Sumenep – Advokat Zamrud Khan mengungkapkan dugaan bahwa oknum pegawai KCP BNI 46 Sumenep, Madura, Jawa Timur, terlibat dalam modus operandi kredit fiktif yang dilakukan secara sistematis dan terorganisir.
Ia menjelaskan, ada kerja sama antara oknum pegawai bank dengan seorang pejabat yang sengaja menggunakan nama orang lain sebagai debitur untuk melancarkan aksinya.
Zamrud Khan meyakini bahwa kasus ini bisa terungkap jika Aparat Penegak Hukum (APH) menelusuri dua oknum pegawai KCP BNI 46 Sumenep yang mengetahui kasus tersebut.
“Itu pintu awal masuknya penegak hukum terkait 2 orang oknum pegawai bank yang diberhentikan secara hormat atau tidak hormat,” kata Zamrud dalam keterangannya, Minggu (28/07/2024).
Ia juga mengatakan bahwa kasus kejahatan atau mafia perbankan dapat segera terbongkar melalui internal bank itu sendiri.
“Jika benar itu terjadi, KCP BNI 46 Sumenep sudah melanggar surat edaran Bank Indonesia (BI) tentang Fraud itu.
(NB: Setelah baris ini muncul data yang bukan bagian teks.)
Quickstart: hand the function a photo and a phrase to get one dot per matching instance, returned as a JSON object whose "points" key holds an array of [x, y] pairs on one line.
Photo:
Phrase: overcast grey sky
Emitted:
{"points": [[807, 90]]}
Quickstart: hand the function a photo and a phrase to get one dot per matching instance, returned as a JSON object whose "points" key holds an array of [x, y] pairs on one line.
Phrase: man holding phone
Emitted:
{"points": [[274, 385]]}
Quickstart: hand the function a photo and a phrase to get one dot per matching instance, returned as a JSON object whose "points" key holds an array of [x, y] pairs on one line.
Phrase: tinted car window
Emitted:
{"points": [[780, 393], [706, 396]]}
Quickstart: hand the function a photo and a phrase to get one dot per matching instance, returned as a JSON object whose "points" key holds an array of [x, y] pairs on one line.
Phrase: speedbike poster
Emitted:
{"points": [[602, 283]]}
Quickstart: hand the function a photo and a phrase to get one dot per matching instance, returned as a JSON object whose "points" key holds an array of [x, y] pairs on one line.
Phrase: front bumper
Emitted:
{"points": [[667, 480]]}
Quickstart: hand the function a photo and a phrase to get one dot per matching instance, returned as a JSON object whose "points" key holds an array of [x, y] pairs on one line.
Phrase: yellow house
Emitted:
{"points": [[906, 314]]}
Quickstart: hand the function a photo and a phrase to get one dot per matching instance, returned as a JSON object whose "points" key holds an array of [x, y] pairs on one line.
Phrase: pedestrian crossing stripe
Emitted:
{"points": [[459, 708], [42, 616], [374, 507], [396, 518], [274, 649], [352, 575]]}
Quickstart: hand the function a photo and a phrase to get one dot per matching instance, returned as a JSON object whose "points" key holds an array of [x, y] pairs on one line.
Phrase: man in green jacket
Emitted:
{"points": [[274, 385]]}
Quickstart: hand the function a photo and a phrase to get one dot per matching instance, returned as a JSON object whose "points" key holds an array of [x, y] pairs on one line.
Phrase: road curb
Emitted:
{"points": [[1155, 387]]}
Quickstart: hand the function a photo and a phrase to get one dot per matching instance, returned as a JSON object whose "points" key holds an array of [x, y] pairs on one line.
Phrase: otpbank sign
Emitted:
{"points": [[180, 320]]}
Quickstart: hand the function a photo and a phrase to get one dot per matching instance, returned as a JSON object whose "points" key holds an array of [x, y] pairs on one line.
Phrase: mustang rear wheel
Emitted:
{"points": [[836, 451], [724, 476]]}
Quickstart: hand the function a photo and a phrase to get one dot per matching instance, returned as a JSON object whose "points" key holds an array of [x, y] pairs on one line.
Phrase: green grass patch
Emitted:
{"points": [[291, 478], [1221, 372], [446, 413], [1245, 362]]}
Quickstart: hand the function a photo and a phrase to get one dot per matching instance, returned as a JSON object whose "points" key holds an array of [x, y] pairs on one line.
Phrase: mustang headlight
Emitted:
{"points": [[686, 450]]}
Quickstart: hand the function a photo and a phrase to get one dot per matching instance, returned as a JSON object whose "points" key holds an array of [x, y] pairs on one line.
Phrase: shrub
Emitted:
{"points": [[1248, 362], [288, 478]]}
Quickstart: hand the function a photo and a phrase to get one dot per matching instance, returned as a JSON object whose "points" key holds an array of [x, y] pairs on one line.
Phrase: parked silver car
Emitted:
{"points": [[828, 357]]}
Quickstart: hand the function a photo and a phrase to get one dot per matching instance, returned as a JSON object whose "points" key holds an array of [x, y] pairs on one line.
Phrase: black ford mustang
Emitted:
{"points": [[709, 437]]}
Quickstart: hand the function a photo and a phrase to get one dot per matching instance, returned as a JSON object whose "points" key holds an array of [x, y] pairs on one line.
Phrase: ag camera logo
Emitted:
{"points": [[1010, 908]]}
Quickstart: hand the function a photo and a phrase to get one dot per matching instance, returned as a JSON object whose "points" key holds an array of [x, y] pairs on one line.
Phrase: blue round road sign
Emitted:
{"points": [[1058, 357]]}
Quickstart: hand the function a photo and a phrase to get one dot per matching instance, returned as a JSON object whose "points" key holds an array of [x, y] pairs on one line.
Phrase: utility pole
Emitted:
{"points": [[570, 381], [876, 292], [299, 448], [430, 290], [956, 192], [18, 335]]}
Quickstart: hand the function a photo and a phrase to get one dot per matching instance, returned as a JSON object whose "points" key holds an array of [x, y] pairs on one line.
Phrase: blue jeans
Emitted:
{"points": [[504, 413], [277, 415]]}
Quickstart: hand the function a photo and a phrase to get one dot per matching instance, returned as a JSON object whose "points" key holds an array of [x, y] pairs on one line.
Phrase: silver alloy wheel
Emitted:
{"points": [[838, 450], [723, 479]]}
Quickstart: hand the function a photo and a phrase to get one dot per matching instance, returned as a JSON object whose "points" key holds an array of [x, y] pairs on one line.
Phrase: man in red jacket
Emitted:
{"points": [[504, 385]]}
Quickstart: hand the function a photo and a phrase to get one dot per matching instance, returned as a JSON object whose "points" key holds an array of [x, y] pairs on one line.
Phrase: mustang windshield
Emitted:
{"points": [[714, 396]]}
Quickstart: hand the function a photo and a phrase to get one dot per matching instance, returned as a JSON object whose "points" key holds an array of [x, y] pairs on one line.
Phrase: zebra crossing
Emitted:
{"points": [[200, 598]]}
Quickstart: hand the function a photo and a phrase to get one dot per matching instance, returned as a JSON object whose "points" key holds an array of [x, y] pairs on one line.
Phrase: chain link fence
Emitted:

Ini kan sudah jelas, sudah bisa unsurnya itu dicari,” ujar Zamrud.
Zamrud menduga kejahatan atau mafia perbankan sudah dilakukan secara sistematis oleh KCP BNI 46 Sumenep berulang kali.
“Kejahatan ini sudah terorganisir, antara pihak bank dengan pihak lain dan terbiasa melakukan itu. Konteksnya kan menggunakan nama orang lain, sementara yang menikmati kucuran dana kredit itu adalah orang lain bukan yang atas nama kreditur,” papar Zamrud.
Ia juga menegaskan pola kejahatan atau mafia perbankan. Menurut Zamrud, ada dua kategori dalam kasus Fraud di perbankan.
“Dalam konteks ini modelnya masuk pada kategori topengan sama tempilan,” kata Zamrud.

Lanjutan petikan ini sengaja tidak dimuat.